Different libraries have different clustering functions

Package Function
ctc xcluster
amap hcluster
amap hclusterpar
stats hclust
cluster agnes

Xcluster is proven faster among rest of them.

I was working with a breast cancer microarray cell line data which was in .csv format. First I read the csv file as a matrix into R using

A <- as.matrix(read.csv(“breast_cancer.csv”, header=F))

Make sure there is no missing values in the matrix.  I used an algorithm to replace the missing values. There are few inbuilt functions in R for replacing missing values using zeros, using mean, median and linear interpolation but they are not recommended for microarray data.

Then I clustered it using Xcluster

C <- xcluster(dist(A))

ctc library should have been installed prior to everything, else you will get an error.

Error: could not find function “xcluster”

Once the clustering is done, we can plot the results of our cluster analysis using this command:

plot(C)

If your dataset is small, this might work well for you, but for most genomics applications, you’ll get a tree-shaped fuzzball like this:

The solution to this is to load a library from the Bioconductor package, called “ctc”. This will let us export the cluster object in the Newick file format. It can then be imported into other more powerful graphing programs. This is done like so:

library(ctc)
write.table(hc2Newick(HC), file=”C:/breast_cancer.txt”, row.names=FALSE, col.names=FALSE)

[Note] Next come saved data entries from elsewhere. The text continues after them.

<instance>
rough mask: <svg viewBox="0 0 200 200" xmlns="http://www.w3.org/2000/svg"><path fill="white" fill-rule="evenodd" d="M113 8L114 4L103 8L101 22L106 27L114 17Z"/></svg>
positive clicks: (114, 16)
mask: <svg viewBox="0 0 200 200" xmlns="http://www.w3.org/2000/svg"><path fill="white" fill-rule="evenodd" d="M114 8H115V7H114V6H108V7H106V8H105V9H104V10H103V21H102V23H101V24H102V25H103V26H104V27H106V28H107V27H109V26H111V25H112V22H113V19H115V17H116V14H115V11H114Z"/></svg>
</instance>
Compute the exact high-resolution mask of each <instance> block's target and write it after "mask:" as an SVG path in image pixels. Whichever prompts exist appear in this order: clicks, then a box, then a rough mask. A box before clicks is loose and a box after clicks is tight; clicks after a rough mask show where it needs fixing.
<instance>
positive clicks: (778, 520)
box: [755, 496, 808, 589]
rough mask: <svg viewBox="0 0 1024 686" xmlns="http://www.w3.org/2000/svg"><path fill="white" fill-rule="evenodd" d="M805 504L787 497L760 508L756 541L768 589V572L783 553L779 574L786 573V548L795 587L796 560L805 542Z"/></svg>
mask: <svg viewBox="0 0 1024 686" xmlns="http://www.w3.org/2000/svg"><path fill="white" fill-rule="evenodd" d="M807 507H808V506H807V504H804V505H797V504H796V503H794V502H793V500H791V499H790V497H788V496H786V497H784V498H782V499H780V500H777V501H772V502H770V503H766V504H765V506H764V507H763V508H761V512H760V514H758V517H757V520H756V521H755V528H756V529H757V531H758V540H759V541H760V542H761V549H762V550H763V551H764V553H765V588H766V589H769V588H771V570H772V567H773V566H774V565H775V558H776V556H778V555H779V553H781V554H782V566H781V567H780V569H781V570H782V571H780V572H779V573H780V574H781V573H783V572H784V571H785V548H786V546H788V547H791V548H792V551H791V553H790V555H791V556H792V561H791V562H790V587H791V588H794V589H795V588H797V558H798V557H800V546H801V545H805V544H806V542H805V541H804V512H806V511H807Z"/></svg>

You now have a file in Newick format, but R puts quotes around the output for some annoying reason. Open the file in notepad and remove the quotes and it should be ready to use.

To get a better, more readable plot, download “Dendroscope” from the University of Tubingen. Dendroscope will let you import the Newick file you created and gives you extensive plotting options. Check out this wicked Circular Cladogram…

There are lots of options for computing the clustering, and they may give very different results, so proceed with caution, but in general hierarchical clustering can be a useful tool for lots of data analysis situations.

I did this experiment as a part of my project and part of this tutorial was obtained from getting genetics done blog.